Qu’en est-il de ceux et celles qui ont été diplômé·es en dehors de l’UE ? Alex Singirankabo est coordinateur de projet au sein de Convivial, une association qui accompagne les réfugié·es et primo-arrivant·es dans leurs intégration sociale et professionnelle en Belgique. Chaque année, l’association épaule près de 300 d’entre-eux et elles dans leurs démarches. « Pour un ressortissant hors UE, un diplôme obtenu dans l’UE assorti d’une expérience professionnelle probante de deux ans peut valoir reconnaissance automatique du diplôme. Mais en dehors de ces cas exceptionnels, l’équivalence nécessitera l’introduction d’un dossier », explique-t-il.
A Bruxelles, la reconnaissance des professions réglementées relevant de la Commission communautaire commune (COCOM) se fait directement auprès de cet organisme. Le centre ENIC-NARIC de la FWB informe quant à lui sur les démarches à entreprendre. Une nouvelle procédure digitalisée d’équivalence de diplôme de l’enseignement supérieur a récemment raccourci les délais à un ou deux mois. La chose est plus compliquée pour les diplômes du secondaire, précise toutefois Alex Singirankabo.

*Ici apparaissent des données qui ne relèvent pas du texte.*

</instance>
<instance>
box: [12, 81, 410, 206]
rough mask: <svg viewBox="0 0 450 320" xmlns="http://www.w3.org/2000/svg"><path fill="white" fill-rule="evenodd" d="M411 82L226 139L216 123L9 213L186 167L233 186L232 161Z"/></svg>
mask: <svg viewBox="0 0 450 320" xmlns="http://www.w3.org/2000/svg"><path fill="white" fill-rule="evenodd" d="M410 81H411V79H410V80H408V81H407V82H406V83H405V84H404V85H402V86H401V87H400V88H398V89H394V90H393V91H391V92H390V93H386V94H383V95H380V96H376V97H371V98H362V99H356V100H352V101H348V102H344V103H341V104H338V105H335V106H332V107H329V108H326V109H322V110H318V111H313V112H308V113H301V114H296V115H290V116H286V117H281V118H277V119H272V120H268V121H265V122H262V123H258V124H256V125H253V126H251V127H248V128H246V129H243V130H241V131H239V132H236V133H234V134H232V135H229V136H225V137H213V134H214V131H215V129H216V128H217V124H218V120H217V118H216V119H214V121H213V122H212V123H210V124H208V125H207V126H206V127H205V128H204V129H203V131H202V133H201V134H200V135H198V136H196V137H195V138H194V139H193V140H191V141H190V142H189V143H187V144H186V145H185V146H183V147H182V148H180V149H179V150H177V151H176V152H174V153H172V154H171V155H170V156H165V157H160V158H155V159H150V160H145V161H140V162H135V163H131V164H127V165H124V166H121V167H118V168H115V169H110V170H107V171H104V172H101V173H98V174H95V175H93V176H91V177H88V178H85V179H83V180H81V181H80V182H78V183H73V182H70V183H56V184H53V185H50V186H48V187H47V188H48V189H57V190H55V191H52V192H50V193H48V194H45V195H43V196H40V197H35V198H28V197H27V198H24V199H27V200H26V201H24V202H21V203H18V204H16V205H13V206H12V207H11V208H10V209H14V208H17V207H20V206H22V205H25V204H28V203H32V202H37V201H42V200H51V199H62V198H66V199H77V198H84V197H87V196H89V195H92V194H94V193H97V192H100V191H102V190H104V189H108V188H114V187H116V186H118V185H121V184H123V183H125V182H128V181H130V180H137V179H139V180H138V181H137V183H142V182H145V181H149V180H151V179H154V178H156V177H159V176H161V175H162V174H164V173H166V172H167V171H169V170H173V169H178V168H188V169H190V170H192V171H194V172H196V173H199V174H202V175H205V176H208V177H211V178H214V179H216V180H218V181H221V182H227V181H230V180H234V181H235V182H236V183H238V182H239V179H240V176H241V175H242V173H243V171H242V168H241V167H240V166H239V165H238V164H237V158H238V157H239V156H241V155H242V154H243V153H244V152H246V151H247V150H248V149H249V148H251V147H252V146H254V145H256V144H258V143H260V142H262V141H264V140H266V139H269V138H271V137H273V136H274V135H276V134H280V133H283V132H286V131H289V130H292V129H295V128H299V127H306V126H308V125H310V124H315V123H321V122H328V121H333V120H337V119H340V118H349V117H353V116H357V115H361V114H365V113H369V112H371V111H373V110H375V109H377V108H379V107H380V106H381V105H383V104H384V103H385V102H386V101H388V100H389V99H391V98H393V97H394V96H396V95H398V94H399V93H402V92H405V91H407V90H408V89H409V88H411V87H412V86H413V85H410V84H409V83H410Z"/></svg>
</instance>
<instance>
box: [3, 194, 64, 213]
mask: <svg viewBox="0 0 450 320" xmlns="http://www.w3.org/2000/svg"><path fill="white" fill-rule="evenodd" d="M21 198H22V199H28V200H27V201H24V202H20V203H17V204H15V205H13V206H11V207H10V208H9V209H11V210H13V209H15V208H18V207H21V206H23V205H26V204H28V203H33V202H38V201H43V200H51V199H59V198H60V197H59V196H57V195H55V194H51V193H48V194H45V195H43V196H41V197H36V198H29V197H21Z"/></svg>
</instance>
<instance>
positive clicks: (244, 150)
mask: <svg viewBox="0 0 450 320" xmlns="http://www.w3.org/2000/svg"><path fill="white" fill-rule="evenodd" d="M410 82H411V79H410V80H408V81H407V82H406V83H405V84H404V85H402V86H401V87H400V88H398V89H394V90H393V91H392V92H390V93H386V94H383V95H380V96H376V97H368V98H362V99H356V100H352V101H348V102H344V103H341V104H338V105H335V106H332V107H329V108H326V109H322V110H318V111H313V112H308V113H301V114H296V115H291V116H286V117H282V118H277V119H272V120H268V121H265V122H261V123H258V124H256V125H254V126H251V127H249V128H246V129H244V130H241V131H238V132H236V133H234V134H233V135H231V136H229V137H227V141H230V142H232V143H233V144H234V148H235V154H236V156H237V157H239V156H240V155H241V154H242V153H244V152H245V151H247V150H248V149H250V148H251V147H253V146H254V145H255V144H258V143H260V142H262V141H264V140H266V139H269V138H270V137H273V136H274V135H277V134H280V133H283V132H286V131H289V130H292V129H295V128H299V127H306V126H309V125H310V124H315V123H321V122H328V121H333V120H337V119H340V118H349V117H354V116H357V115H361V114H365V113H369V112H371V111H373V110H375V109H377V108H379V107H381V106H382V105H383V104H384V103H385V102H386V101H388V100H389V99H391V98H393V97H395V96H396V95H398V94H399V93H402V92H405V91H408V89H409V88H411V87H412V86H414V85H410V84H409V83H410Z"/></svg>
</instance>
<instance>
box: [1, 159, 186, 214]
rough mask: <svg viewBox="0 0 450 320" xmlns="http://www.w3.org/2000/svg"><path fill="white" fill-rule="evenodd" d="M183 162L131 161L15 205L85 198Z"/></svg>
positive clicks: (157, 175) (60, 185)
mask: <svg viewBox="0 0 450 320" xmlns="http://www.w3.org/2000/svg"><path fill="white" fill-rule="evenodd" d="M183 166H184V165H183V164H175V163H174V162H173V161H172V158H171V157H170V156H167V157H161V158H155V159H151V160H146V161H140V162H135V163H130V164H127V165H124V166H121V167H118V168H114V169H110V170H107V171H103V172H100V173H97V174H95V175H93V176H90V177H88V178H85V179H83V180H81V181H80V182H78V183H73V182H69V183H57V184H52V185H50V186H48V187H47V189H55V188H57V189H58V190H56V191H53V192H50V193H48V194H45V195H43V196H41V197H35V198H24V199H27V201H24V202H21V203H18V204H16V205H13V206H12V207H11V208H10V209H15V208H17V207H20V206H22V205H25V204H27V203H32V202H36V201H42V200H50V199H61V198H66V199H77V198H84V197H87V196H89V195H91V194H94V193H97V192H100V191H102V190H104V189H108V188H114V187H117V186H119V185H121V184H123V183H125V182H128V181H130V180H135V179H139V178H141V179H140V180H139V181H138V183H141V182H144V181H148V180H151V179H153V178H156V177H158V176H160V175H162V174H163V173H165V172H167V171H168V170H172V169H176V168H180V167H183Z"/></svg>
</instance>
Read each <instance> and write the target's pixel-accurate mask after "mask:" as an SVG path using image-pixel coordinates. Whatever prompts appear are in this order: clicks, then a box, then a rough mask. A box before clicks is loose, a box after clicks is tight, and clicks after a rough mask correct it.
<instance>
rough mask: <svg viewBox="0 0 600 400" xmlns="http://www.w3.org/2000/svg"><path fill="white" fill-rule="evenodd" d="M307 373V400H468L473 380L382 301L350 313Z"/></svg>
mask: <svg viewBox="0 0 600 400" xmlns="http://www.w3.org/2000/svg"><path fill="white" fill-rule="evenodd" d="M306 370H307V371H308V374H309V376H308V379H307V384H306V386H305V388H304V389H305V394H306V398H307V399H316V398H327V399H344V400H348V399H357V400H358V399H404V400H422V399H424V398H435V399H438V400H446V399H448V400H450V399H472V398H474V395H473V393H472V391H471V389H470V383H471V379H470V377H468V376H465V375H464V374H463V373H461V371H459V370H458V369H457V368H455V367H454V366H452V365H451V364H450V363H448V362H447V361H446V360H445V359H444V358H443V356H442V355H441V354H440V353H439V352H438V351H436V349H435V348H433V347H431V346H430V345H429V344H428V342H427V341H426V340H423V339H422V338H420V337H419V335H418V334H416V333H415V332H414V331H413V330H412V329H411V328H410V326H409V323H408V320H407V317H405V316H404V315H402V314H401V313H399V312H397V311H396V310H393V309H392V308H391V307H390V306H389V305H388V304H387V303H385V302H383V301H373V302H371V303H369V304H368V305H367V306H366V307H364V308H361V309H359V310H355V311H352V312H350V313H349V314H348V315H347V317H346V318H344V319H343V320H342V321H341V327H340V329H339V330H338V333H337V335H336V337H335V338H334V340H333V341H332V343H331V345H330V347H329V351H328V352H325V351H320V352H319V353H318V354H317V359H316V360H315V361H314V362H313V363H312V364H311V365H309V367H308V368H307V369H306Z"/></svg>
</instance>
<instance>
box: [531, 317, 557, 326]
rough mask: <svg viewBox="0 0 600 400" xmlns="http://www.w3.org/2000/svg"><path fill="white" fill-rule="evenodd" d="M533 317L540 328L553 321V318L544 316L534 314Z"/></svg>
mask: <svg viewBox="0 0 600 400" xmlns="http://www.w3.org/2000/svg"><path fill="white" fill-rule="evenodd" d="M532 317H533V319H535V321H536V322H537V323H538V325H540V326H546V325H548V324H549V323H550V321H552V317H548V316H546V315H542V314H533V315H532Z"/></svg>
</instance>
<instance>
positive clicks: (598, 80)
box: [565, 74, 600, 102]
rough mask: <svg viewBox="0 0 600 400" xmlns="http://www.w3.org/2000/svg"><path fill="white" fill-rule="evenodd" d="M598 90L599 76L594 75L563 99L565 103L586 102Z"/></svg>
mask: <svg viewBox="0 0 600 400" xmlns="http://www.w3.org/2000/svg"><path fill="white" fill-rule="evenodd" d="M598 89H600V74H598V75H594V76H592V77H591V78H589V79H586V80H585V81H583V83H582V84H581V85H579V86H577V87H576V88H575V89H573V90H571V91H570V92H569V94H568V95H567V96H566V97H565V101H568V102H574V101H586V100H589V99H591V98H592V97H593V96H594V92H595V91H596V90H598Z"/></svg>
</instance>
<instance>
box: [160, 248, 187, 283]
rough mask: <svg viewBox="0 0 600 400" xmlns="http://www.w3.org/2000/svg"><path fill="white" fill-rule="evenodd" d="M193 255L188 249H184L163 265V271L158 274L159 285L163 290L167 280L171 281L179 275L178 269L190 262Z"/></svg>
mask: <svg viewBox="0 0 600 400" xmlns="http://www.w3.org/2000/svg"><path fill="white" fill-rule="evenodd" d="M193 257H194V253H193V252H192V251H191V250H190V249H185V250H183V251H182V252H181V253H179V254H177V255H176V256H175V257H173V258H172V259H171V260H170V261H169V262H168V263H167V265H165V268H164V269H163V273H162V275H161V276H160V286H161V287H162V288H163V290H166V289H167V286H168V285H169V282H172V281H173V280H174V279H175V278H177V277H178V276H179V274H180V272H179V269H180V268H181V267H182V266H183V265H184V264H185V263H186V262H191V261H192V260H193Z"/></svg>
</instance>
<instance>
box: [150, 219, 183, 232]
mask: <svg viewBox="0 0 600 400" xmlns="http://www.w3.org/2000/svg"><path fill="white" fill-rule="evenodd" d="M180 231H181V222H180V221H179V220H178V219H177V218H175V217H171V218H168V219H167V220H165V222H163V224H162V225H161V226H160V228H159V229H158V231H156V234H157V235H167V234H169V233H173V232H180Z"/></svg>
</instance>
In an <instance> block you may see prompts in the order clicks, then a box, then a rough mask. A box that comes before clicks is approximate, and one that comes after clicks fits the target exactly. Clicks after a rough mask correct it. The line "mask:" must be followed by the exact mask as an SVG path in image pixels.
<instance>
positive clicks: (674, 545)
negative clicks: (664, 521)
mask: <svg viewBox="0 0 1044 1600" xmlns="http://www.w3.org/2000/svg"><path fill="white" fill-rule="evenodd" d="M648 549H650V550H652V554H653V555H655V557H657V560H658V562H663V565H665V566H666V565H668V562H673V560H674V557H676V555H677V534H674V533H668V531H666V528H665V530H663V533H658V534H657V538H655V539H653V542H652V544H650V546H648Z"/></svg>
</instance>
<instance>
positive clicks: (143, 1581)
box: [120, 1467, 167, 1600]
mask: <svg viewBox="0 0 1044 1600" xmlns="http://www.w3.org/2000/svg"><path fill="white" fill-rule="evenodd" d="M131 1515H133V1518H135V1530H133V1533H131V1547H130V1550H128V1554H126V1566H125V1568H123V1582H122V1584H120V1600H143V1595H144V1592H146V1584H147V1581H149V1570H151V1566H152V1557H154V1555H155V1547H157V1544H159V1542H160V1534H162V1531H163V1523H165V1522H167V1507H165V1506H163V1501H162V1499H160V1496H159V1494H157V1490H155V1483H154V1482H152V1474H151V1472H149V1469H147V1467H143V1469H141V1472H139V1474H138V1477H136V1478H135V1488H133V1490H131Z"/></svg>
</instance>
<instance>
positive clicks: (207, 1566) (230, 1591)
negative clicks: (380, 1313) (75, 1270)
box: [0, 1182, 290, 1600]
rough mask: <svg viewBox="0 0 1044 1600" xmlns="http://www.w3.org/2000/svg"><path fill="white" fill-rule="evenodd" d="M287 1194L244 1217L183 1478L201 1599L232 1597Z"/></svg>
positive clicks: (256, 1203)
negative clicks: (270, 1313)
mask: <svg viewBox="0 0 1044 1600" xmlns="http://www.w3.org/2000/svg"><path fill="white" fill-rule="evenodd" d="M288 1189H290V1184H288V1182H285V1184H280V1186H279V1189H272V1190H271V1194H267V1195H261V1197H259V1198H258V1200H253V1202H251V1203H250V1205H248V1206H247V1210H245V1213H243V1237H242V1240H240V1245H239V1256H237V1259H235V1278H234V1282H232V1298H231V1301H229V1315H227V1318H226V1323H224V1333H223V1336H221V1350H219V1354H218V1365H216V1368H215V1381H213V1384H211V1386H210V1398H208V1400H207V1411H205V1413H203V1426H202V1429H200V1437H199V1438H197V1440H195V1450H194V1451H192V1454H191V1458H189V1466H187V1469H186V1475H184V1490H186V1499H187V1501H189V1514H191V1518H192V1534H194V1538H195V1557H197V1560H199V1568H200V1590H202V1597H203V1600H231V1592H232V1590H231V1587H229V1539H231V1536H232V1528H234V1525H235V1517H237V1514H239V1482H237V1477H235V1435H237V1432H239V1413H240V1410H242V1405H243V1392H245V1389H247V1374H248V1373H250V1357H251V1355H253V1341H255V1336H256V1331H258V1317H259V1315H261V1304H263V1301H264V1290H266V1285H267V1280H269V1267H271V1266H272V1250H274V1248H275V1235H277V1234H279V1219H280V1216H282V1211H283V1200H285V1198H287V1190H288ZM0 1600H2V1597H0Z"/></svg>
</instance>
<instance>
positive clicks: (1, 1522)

Il rappelle aussi que l’obtention d’une équivalence peut générer des frais et prendre du temps pour, dans beaucoup de cas, un bénéfice incertain. « Au sein de notre public, l’immense majorité des reconnaissances obtenues sont celles d’un niveau d’étude, mais pas d’un titre particulier. Cela permet de prétendre à des barèmes dans la fonction publique ou d’ouvrir la voie à de nouvelles études. Mais cela n’aide pas forcément à trouver un emploi dans la mesure où les compétences liées à la spécificité du diplôme ne sont, elles, pas reconnues. Il faut donc être sûr que le jeu en vaut la chandelle », résume-t-il. Ainsi, les ateliers de Convivial guident-ils avant tout les bénéficiaires dans la définition d’un projet professionnel solide, bien au-delà d’une validation administrative.